Malgré la journée ville morte lancée par l’opposition, le pouvoir assure maintenir son projet de réforme constitutionnelle. Chaque camp revendique la victoire dans ce nouveau bras de fer politique à Kinshasa.

RDC Kinshasa | Centre administratif de Kinshasa
Première initiative de la C64, cette journée « ville morte » faisait figure de test grandeur nature pour mesurer la capacité de l’opposition à mobiliser ses partisans.Image : Nancy Tshimueneka/DW

Les activités ont timidement repris mercredi après-midi à Kinshasa, après la « journée ville morte » décrétée par les partis d’opposition réunis au sein de la Coalition Article 64 (C64).

Cette mobilisation visait à contraindre le président Félix Tshisekedi à abandonner son projet de réforme constitutionnelle. Tandis que l’opposition revendique une forte adhésion populaire, le camp présidentiel minimise l’impact de l’opération et réaffirme sa volonté de poursuivre le processus.

Une capitale au ralenti sous haute surveillance

Dans plusieurs quartiers de la capitale congolaise, de nombreux habitants ont préféré rester chez eux. Entre la crainte d’éventuels affrontements et l’importante présence des forces de sécurité, les rues de Kinshasa ont affiché un visage inhabituellement calme.

« Je ne vois pas les élèves passer. Il n’y a même pas de circulation. Les écoles sont fermées. On ne veut pas changer la Constitution. Si on ne refusait pas, on devrait aller travailler. Le peuple ne veut pas », a indiqué un habitant de Kinshasa.

Un autre Kinois a également décrit une situation marquée par les restrictions de mouvement :

« De ce côté, nous sommes mal à l’aise. Il y a beaucoup de militaires et de policiers qui dispersent les gens. Pas moyen de sortir, pas de véhicules ou de motos en circulation. La situation est mauvaise. Les boutiques sont fermées.°

L’opposition revendique une mobilisation historique

À l’issue de cette journée de protestation, les leaders de l’opposition dressent un bilan qu’ils jugent largement positif. Ils estiment que la population a massivement répondu à leur appel et annoncent déjà de nouvelles actions de grande ampleur pour faire échec au projet de réforme constitutionnelle.

Pour Prince Epenge, porte-parole de la coalition Lamuka, la mobilisation constitue un désaveu clair du chef de l’État.

« La population kinoise a répondu à 99,9 % à l’appel de l’opposition. Le peuple, en restant à la maison, au-delà d’obéir à l’appel de l’opposition, a désavoué monsieur Félix Tshisekedi dans sa logique dictatoriale de changer la Constitution pour se maintenir au pouvoir. À Félix Tshisekedi de capter le message de désaveu envoyé par le peuple qui est resté à la maison », a-t-il averti.

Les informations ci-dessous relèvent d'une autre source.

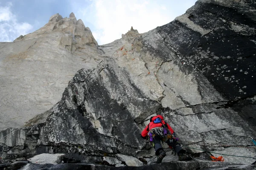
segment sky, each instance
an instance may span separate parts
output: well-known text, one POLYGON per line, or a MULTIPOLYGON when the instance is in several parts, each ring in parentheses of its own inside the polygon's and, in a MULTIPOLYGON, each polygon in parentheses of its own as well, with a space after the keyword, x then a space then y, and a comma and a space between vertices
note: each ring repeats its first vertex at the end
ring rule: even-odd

Le camp présidentiel maintient son projet de réforme

Une lecture des événements que rejette catégoriquement la majorité présidentielle. Du côté de l’Union pour la démocratie et le progrès social (UDPS), les responsables assurent que l’appel de l’opposition n’a pas produit les effets annoncés et que les activités se sont poursuivies dans la capitale.

Christian Lumu Lukusa, vice-président de la Ligue des jeunes de l’UDPS, affirme ainsi que la population n’a pas suivi les consignes de l’opposition. « Malgré la psychose créée par des appels à des actes de violence par certains leaders de l’opposition, le peuple n’a pas suivi leur mot d’ordre. Je vous dis, la ville de Kinshasa est en pleine activité », a-t-il déclaré.

Le responsable a également réaffirmé la détermination de son camp à poursuivre la réforme constitutionnelle.

« En ce qui concerne le projet de changement de la Constitution, effectivement, nous maintiendrons ce projet parce qu’il répond à une nécessité nationale et à une volonté de moderniser nos institutions », a-t-il assuré.

Un référendum au cœur des tensions politiques

Selon Christian Lumu Lukusa, la réforme envisagée devra être soumise au référendum. Une perspective qui s’inscrit dans le prolongement de l’adoption, le 27 mai dernier, par l’Assemblée nationale, de la proposition de loi référendaire.

L’opposition continue toutefois de dénoncer cette initiative, qu’elle considère comme contraire à la Constitution en vigueur. Ce désaccord profond entre pouvoir et opposition laisse présager de nouvelles confrontations politiques dans les semaines à venir.